Leash: Adaptive Length Penalty and Reward Shaping for Efficient Large Reasoning Model
Yanhao Li, Lu Ma, Jiaran Zhang, Lexiang Tang, Wentao Zhang, Guibo Luo
TL;DR
Leash introduces an adaptive length control framework for large reasoning models by formulating generation length as a constrained optimization problem. It uses a Lagrangian primal–dual scheme with a dual variable $\lambda$ to dynamically adjust a length penalty and a one-sided penalized reward to stabilize training, enabling concise yet accurate reasoning. Across mathematical and general reasoning benchmarks, Leash substantially reduces token usage (around 60% on average) while maintaining or improving task performance and demonstrating robust out-of-domain generalization. This approach offers a practical path toward controllable, compute-efficient reasoning in large language models without manual tuning of penalties.
Abstract
Existing approaches typically rely on fixed length penalties, but such penalties are hard to tune and fail to adapt to the evolving reasoning abilities of LLMs, leading to suboptimal trade-offs between accuracy and conciseness. To address this challenge, we propose Leash (adaptive LEngth penAlty and reward SHaping), a reinforcement learning framework for efficient reasoning in LLMs.
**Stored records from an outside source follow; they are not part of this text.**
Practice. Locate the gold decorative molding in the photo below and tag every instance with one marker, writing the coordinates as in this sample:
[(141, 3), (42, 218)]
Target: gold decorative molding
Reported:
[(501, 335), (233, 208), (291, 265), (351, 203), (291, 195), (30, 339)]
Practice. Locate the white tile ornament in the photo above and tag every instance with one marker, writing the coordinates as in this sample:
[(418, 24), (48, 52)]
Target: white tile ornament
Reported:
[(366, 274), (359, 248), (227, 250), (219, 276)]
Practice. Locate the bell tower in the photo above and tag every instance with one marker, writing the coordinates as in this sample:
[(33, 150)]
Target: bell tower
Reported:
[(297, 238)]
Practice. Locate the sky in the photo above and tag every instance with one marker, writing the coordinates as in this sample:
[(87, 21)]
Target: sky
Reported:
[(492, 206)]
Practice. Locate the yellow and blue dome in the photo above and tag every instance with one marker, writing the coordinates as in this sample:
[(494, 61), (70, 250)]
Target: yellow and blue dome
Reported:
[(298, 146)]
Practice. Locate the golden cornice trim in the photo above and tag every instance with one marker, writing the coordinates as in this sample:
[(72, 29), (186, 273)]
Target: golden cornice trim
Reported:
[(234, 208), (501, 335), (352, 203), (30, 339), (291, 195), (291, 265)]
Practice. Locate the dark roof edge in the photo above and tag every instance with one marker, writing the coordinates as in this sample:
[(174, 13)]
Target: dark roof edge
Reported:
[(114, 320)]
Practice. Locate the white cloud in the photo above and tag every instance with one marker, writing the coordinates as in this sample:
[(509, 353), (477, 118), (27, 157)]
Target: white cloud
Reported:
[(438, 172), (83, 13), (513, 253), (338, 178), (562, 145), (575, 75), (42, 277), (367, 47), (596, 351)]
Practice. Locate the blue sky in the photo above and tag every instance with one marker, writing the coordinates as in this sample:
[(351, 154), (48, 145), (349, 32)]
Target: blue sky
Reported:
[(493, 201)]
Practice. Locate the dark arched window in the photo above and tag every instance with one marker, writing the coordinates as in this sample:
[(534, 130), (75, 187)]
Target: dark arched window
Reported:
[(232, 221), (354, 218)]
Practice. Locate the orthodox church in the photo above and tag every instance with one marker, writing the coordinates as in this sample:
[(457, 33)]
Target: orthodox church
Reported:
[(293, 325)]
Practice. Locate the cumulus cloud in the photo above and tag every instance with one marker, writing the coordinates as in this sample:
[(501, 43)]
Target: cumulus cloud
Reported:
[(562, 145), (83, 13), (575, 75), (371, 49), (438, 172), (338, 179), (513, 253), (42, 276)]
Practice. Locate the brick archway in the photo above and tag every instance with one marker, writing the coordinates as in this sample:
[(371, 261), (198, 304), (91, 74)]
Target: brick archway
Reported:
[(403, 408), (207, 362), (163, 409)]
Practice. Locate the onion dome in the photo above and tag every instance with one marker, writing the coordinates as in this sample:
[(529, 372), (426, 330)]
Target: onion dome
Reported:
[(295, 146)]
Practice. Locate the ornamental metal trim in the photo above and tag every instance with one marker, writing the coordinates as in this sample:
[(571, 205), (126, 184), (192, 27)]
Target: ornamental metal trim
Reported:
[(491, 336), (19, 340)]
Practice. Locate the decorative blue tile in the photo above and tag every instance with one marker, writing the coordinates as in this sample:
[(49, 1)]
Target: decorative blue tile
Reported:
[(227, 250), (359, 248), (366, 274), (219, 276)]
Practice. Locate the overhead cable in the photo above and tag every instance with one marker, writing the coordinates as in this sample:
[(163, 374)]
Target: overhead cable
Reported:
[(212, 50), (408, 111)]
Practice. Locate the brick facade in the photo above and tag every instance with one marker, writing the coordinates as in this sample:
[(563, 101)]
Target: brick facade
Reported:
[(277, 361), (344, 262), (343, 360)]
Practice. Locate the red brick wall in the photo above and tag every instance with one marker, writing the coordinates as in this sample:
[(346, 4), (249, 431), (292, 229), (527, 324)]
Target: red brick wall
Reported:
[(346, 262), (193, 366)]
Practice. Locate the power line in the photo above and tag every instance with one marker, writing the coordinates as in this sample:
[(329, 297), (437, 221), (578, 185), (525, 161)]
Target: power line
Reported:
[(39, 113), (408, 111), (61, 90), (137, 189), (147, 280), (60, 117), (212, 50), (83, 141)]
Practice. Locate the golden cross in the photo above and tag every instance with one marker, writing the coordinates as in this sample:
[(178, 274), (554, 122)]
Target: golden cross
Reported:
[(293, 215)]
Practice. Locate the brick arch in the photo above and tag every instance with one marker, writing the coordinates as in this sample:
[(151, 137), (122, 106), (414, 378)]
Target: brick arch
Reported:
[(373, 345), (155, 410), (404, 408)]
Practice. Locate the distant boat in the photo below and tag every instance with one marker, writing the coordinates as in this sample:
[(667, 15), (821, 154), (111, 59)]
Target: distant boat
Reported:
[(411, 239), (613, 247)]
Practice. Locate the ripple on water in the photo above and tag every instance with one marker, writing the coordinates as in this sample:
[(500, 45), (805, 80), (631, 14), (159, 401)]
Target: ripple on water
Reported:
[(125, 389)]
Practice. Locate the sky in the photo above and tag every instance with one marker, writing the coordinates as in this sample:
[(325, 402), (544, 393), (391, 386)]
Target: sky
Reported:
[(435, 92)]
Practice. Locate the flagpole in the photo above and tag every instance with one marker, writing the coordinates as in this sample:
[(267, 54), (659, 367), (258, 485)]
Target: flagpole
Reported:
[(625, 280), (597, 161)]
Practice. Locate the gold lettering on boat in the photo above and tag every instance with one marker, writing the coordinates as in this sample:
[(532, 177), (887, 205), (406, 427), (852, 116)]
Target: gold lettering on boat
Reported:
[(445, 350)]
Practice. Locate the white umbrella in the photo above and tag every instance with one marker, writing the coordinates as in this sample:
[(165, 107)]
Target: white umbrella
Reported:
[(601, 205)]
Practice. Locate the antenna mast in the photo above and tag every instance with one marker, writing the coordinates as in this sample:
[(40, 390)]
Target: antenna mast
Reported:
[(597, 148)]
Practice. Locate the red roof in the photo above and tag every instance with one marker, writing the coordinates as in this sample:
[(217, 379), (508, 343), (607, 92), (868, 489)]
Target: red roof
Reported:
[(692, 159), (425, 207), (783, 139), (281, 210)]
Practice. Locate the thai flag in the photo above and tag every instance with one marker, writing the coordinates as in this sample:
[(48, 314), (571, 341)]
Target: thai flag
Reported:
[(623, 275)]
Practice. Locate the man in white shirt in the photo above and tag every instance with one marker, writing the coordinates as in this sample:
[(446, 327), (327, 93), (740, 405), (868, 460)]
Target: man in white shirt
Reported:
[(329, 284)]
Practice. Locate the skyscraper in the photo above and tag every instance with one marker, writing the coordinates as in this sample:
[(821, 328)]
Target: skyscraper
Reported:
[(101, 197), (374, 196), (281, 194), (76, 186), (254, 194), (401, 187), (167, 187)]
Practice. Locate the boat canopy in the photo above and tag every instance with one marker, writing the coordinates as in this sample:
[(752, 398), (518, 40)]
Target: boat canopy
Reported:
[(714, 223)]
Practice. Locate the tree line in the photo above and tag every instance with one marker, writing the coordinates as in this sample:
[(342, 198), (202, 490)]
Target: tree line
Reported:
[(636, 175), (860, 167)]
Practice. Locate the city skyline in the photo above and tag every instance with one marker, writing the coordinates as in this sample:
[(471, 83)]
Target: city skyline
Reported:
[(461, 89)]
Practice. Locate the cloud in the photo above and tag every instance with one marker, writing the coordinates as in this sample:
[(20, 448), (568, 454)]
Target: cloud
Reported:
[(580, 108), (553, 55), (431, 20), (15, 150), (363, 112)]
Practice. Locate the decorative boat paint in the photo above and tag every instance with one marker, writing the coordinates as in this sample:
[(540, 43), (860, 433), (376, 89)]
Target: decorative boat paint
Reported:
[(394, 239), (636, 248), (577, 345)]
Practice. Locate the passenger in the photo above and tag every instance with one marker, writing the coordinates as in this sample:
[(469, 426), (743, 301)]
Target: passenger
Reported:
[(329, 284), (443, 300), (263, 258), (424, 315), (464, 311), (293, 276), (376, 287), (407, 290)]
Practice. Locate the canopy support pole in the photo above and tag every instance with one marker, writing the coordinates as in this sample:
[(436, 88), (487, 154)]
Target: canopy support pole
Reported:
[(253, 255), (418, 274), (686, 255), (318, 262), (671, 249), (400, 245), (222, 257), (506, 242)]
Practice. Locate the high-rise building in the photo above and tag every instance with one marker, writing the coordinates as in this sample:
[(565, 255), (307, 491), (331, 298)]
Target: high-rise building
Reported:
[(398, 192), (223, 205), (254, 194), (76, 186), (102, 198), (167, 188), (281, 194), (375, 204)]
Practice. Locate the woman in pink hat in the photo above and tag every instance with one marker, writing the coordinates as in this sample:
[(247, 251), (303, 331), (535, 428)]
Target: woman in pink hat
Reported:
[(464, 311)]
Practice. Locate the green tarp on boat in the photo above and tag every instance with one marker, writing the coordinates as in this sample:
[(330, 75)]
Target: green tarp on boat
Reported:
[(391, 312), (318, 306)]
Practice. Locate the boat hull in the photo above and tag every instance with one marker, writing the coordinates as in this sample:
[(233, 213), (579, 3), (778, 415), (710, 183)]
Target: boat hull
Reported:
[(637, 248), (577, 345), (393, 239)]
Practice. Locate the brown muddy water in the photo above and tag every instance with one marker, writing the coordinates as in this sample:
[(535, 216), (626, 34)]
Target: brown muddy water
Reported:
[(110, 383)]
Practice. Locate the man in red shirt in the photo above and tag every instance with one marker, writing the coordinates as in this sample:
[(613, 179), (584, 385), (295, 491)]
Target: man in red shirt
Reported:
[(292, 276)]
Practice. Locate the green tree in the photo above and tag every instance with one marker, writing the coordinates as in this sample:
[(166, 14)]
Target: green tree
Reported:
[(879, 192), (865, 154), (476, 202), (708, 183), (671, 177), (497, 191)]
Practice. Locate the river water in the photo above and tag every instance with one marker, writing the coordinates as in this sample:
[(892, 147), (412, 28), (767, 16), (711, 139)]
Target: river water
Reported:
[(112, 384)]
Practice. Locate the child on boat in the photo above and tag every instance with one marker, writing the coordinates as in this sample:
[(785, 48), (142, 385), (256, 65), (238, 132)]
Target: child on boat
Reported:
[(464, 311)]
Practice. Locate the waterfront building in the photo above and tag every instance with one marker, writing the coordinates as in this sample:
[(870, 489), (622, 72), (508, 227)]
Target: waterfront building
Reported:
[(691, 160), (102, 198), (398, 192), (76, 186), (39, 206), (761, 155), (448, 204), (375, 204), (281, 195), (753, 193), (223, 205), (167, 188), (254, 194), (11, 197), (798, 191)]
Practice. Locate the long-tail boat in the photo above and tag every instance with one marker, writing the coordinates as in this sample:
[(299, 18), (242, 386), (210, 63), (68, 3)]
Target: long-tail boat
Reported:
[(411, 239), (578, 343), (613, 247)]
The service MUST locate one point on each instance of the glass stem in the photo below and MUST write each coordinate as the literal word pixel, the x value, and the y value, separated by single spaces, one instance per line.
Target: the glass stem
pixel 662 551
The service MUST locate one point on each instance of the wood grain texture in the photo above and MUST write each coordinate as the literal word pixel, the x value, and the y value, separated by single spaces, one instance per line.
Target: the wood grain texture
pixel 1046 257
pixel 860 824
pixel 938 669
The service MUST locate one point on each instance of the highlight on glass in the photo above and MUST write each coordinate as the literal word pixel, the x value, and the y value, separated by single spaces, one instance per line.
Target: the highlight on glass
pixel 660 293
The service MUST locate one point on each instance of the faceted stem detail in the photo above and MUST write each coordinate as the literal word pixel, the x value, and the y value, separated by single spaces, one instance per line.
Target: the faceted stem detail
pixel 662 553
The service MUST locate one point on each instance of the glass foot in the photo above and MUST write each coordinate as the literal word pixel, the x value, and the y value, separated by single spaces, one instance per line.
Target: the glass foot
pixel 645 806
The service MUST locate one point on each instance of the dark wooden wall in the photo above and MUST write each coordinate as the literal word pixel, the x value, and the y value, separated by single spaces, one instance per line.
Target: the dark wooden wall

We formulate length control as a constrained optimization problem and employ a Lagrangian primal-dual method to dynamically adjust the penalty coefficient. When generations exceed the target length, the penalty is intensified; when they are shorter, it is relaxed. This adaptive mechanism guides models toward producing concise reasoning without sacrificing task performance. Experiments on Deepseek-R1-Distill-Qwen-1.5B and Qwen3-4B-Thinking-2507 show that Leash reduces the average reasoning length by 60% across diverse tasks - including in-distribution mathematical reasoning and out-of-distribution domains such as coding and instruction following - while maintaining competitive performance. Our work thus presents a practical and effective paradigm for developing controllable and efficient LLMs that balance reasoning capabilities with computational budgets.